Here are a few quotes from venture capitalist and Sun Microsystems co-founder Vinod Khosla on experts’ difficulties in making projections and the implications for entrepreneurs:
[…]Yet his attitude is pretty anti-establishment when it comes to independent thinking, which he believes is essential for entrepreneurship.
“Trust in your instincts and trust in a lot of experimentation,” Khosla said in an interview.
Quoting George Bernard Shaw, Khosla said, “The reasonable man adapts himself to the world. The unreasonable man persists in trying to adapt the world to himself.
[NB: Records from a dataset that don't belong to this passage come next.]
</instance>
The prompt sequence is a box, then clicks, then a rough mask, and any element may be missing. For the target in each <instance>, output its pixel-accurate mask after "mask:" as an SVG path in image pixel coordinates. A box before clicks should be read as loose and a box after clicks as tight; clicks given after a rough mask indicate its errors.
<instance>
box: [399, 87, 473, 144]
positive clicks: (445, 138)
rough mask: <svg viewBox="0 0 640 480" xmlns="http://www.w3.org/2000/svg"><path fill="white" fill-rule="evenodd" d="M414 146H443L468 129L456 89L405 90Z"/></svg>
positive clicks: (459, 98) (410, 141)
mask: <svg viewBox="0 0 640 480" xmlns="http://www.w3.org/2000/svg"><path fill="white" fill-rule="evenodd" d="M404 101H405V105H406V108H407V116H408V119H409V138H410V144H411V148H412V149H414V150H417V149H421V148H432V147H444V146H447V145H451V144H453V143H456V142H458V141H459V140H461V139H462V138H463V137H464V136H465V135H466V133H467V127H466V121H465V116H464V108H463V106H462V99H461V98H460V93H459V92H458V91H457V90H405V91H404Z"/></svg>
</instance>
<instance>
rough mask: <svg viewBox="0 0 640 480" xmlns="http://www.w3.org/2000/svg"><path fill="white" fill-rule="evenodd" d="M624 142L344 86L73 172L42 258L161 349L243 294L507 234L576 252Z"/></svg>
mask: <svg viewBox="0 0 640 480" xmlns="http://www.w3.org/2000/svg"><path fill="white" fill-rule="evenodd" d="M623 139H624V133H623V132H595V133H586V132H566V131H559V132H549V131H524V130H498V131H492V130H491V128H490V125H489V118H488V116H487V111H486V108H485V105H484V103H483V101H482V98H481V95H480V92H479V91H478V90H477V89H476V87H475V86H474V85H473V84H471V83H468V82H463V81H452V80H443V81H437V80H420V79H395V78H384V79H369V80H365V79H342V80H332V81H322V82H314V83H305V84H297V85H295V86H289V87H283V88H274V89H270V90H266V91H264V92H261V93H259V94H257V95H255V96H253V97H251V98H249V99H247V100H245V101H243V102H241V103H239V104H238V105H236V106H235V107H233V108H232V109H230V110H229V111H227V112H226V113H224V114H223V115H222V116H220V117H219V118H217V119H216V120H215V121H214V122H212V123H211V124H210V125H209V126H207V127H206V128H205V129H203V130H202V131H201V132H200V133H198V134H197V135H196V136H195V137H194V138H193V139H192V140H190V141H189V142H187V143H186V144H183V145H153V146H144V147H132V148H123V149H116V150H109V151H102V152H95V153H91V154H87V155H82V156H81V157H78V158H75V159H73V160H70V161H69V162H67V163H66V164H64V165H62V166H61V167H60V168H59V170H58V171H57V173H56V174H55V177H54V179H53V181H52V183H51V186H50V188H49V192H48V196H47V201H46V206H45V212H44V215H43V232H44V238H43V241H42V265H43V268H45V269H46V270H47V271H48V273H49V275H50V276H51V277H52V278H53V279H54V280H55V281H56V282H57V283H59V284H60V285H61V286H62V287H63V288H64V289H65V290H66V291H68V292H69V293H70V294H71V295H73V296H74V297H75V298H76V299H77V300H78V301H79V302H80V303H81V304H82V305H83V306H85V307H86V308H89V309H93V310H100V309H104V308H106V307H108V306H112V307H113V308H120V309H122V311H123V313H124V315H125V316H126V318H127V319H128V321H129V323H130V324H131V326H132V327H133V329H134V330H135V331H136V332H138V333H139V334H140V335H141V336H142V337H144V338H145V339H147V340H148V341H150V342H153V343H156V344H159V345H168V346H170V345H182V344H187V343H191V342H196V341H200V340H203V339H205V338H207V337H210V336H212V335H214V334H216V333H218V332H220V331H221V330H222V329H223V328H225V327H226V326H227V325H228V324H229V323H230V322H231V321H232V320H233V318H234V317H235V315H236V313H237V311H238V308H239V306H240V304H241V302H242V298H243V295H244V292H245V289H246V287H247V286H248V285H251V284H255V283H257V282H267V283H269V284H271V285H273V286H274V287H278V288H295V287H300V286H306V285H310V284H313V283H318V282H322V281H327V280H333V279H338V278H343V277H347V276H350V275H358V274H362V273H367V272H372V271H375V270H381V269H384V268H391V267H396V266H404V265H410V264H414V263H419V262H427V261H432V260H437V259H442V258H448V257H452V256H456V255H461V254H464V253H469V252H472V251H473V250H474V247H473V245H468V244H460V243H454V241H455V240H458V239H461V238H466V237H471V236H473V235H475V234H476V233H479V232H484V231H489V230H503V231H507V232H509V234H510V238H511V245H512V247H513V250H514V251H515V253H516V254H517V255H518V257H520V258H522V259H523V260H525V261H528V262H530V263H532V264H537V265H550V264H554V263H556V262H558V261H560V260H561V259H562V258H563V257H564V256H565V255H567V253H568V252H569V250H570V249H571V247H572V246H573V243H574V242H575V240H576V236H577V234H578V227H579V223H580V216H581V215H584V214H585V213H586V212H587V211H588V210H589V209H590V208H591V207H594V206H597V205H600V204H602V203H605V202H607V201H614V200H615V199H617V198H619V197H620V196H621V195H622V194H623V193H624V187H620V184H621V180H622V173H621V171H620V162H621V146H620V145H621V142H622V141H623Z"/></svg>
All progress, therefore, depends upon the unreasonable man.” And quoting Martin Luther King Jr., he said, “Human salvation lies in the hands of the creatively maladjusted.”
In his speech, Khosla spent a lot of time showing how expert predictions have gone awry, like Lord Baron Kelvin, the head of the Royal Society who said that “heavier than air flight” was impossible just a few years before the Wright Brothers flew at Kitty Hawk. And he said that, even today, oil experts can’t accurately predict the price of oil.
McKinsey failed to predict the popularity of cell phones, estimated in 1986 that the number of cell phones in 2000 would be 1 million units. It was off by 108 million units. The forecast was wrong by 10,000 percent. On that basis, AT&T decided to divest itself of its cell phone business.
“It was an expensive study,” Khosla joked.
Philip Tetlock, a professor at the Haas Business School at the University of California at Berkeley, did a study on the accuracy of forecasts going back 25 years. When he finished the study, he had collected 82,000 forecasts against real-world outcomes from nearly 300 academics, economists, policymakers and journalists.
Nobody predicted that Twitter would be used by more than 100 million users. Nobody predicted that India would have more cell phones than toilets. Nobody predicted the Arab Spring. Nobody predicted that China would become a huge consumer of the world’s oil.